Danny played little league baseball with us. In the field, he would put his glove on his left hand, which was the stronger and more flexible arm. Once he caught the ball, in one motion, he would take the ball out of the glove with his right hand, pull the glove off his left hand with his right armpit, grab the ball with his left hand, and throw it wherever it needed to go. It took me ten seconds to describe what took him less than a second to do. I know I couldn't do it. It was amazing.

Danny played basketball. He made our junior high team, as a matter of fact. When he would take the court, the other team would take a look at him and assumed he would be useless out there. But Danny could shoot! I'm not talking about just little shots within a few feet of the basket. He could shoot from just about anywhere!

Danny played football. In fact, he was the place kicker in college at Sonoma State University. During his football career, Danny was selected to be the kicker for the West All Star team at the East West Shrine game at Stanford Stadium. Danny was the first, and to the best of my knowledge, only player ever to participate in the game who, at one time, was a patient of the hospital.

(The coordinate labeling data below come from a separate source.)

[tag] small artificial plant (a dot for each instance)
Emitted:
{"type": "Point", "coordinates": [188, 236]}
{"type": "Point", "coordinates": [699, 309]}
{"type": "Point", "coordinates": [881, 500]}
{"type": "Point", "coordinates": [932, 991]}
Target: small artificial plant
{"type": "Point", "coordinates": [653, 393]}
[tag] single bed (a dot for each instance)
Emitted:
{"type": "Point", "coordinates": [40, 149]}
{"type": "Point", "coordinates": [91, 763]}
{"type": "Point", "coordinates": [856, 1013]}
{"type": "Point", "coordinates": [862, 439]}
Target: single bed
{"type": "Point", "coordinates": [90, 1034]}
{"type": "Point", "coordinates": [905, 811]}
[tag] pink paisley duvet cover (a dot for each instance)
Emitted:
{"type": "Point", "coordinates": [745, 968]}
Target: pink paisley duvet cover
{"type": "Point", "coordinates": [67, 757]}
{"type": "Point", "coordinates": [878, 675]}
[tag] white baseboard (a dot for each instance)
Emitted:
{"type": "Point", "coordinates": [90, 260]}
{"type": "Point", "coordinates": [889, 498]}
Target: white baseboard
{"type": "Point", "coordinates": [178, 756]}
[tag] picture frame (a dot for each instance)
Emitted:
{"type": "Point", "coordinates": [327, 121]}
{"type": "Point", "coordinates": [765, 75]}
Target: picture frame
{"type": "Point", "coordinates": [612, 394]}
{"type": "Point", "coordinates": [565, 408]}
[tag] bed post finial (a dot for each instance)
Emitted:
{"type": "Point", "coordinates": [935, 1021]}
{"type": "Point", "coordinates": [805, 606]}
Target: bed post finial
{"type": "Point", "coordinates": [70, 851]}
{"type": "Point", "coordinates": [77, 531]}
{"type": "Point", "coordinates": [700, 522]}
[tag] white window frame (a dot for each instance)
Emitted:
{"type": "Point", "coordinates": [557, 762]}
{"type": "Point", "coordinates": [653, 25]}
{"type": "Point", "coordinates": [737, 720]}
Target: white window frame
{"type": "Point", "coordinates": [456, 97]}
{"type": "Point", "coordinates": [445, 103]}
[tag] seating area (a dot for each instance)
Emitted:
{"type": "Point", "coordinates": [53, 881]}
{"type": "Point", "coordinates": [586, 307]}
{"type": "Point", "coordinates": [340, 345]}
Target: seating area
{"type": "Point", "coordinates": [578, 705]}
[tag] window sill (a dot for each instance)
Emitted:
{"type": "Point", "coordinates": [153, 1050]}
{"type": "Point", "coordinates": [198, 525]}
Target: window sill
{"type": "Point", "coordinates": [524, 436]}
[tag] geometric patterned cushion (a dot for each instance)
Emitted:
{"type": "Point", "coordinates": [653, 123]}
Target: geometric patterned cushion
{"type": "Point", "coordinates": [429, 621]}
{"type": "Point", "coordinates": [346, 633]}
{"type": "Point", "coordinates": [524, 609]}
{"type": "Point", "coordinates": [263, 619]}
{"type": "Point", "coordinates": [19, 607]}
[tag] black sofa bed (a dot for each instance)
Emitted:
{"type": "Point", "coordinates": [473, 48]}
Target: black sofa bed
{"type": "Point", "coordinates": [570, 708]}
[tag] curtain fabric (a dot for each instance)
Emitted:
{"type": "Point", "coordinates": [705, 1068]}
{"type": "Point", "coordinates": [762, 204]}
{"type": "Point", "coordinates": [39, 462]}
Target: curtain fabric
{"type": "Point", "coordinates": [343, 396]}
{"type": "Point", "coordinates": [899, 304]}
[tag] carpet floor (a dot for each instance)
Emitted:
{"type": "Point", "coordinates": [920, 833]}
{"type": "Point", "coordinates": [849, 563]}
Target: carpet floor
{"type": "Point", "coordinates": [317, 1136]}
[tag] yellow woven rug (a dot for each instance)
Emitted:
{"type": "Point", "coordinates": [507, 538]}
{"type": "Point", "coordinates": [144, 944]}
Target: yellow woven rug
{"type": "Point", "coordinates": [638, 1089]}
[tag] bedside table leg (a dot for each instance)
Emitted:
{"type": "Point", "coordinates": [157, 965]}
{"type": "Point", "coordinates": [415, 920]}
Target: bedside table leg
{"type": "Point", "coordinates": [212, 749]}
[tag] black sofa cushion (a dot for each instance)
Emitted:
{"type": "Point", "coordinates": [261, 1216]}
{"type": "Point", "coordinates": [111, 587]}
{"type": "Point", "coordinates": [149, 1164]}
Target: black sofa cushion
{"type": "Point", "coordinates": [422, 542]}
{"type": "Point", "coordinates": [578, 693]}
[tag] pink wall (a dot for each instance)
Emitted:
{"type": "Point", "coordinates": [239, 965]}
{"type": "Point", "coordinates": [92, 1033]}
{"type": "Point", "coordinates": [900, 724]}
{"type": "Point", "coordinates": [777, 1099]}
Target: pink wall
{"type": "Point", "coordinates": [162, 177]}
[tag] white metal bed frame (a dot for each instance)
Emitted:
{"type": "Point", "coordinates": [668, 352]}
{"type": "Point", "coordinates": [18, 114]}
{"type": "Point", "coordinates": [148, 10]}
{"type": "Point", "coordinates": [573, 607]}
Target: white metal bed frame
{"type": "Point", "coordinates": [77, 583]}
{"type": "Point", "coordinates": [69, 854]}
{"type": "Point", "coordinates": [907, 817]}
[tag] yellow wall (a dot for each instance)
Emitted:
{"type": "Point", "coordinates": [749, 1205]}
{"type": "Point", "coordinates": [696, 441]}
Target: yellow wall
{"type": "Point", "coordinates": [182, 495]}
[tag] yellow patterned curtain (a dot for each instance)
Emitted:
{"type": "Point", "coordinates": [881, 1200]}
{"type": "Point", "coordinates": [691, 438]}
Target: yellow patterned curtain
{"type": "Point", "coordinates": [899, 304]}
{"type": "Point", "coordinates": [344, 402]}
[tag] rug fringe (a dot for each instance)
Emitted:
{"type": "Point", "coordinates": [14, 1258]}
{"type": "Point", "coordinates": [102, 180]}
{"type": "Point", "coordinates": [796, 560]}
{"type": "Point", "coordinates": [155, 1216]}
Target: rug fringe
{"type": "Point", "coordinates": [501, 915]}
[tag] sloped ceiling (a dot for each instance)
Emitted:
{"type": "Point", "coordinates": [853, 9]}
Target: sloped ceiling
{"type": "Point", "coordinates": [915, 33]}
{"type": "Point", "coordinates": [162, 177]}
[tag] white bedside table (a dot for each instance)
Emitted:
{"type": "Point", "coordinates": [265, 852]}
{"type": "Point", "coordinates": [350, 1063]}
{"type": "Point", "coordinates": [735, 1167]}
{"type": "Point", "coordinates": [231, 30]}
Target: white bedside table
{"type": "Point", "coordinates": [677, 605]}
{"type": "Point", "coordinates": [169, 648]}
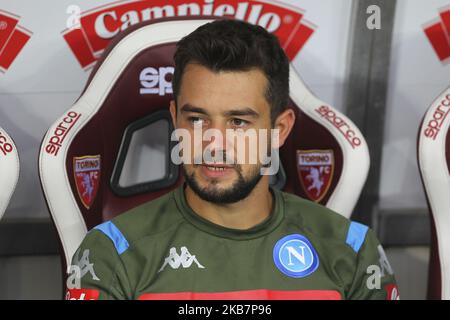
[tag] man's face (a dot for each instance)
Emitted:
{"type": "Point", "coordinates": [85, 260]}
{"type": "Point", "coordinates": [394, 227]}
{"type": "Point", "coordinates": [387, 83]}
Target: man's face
{"type": "Point", "coordinates": [221, 101]}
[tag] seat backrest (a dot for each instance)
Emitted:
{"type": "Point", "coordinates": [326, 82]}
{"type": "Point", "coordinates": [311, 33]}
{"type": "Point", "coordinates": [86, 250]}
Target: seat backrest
{"type": "Point", "coordinates": [111, 150]}
{"type": "Point", "coordinates": [9, 169]}
{"type": "Point", "coordinates": [433, 152]}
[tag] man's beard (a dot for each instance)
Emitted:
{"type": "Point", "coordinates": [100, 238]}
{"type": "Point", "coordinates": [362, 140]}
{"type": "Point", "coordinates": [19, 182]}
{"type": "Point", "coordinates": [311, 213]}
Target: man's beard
{"type": "Point", "coordinates": [238, 191]}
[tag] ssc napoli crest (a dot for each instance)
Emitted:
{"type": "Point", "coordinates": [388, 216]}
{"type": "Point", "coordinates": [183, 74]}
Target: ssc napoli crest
{"type": "Point", "coordinates": [87, 178]}
{"type": "Point", "coordinates": [295, 256]}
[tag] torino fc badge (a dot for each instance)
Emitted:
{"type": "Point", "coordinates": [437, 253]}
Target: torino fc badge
{"type": "Point", "coordinates": [87, 178]}
{"type": "Point", "coordinates": [315, 171]}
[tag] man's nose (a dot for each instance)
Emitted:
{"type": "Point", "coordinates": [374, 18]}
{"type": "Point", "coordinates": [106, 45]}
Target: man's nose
{"type": "Point", "coordinates": [215, 139]}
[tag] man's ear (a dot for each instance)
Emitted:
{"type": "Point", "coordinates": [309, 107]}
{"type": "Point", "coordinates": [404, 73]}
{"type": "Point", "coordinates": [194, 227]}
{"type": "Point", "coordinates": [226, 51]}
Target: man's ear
{"type": "Point", "coordinates": [284, 123]}
{"type": "Point", "coordinates": [173, 112]}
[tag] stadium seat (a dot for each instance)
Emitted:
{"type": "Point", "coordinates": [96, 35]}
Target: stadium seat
{"type": "Point", "coordinates": [110, 151]}
{"type": "Point", "coordinates": [433, 154]}
{"type": "Point", "coordinates": [9, 170]}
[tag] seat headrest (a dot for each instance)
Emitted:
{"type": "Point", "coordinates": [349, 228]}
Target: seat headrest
{"type": "Point", "coordinates": [9, 169]}
{"type": "Point", "coordinates": [129, 92]}
{"type": "Point", "coordinates": [434, 162]}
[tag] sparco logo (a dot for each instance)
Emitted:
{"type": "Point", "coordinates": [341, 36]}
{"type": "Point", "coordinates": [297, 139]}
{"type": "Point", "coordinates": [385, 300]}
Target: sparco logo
{"type": "Point", "coordinates": [438, 33]}
{"type": "Point", "coordinates": [341, 124]}
{"type": "Point", "coordinates": [155, 81]}
{"type": "Point", "coordinates": [185, 259]}
{"type": "Point", "coordinates": [439, 115]}
{"type": "Point", "coordinates": [5, 146]}
{"type": "Point", "coordinates": [98, 26]}
{"type": "Point", "coordinates": [60, 132]}
{"type": "Point", "coordinates": [12, 39]}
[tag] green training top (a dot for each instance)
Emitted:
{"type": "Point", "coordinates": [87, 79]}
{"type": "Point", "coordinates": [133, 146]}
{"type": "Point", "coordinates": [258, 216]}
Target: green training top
{"type": "Point", "coordinates": [164, 250]}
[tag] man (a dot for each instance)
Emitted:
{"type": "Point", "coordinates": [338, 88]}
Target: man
{"type": "Point", "coordinates": [225, 233]}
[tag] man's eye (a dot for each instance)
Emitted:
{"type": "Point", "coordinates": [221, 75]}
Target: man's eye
{"type": "Point", "coordinates": [196, 120]}
{"type": "Point", "coordinates": [239, 122]}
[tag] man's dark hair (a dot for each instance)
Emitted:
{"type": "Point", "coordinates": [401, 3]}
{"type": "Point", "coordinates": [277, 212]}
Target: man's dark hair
{"type": "Point", "coordinates": [233, 45]}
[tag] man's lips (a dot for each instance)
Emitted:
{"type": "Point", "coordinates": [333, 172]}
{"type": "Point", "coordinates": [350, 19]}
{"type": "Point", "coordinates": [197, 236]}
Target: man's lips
{"type": "Point", "coordinates": [216, 170]}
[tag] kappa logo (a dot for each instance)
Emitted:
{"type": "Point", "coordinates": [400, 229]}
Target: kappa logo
{"type": "Point", "coordinates": [155, 81]}
{"type": "Point", "coordinates": [295, 256]}
{"type": "Point", "coordinates": [315, 170]}
{"type": "Point", "coordinates": [13, 38]}
{"type": "Point", "coordinates": [82, 294]}
{"type": "Point", "coordinates": [438, 33]}
{"type": "Point", "coordinates": [81, 267]}
{"type": "Point", "coordinates": [185, 259]}
{"type": "Point", "coordinates": [97, 26]}
{"type": "Point", "coordinates": [384, 262]}
{"type": "Point", "coordinates": [392, 292]}
{"type": "Point", "coordinates": [87, 178]}
{"type": "Point", "coordinates": [5, 145]}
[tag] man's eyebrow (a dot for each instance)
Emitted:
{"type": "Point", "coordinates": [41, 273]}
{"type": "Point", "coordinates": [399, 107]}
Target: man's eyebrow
{"type": "Point", "coordinates": [242, 112]}
{"type": "Point", "coordinates": [190, 108]}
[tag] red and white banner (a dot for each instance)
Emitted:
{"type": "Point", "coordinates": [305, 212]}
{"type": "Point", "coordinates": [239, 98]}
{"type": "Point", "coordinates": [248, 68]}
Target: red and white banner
{"type": "Point", "coordinates": [438, 32]}
{"type": "Point", "coordinates": [13, 38]}
{"type": "Point", "coordinates": [98, 26]}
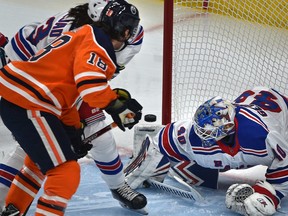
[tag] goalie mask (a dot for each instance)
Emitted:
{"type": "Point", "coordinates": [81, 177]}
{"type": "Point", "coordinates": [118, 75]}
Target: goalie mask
{"type": "Point", "coordinates": [95, 8]}
{"type": "Point", "coordinates": [214, 120]}
{"type": "Point", "coordinates": [120, 16]}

I have no idea where Danny is these days. In all likelihood, he doesn't go by Danny anymore. But that's how I knew him when we were kids. I love the fact that growing up with him, we didn't see a kid who was deformed. We didn't see a kid who was disabled. We didn't see a kid who felt sorry for himself. We didn't see a kid others felt sorry for. We saw a kid who was just a kid. His ordinary-ness was what made him extraordinary.

I know life had it's challenges for Danny. I have to believe that adult life has presented other challenges for him. But knowing him the way I did, I am certain that he took any and all challenges, and found a way to make it work. Just like he did with the baseball, he handled everything with tremendous grace.

Just remembering Danny has brought a smile to my face this week. It's also served to inspire me to see challenges as opportunities. Rather than assume it's hopeless, just find a way to make it work. There was no "can't" in Danny's vocabulary. Even after all these years since I've seen or talked to Danny, he's made me smile, laugh, and grow in determination.

Today, I celebrate and share with you the inspiring life of my boyhood friend, Danny Murphy.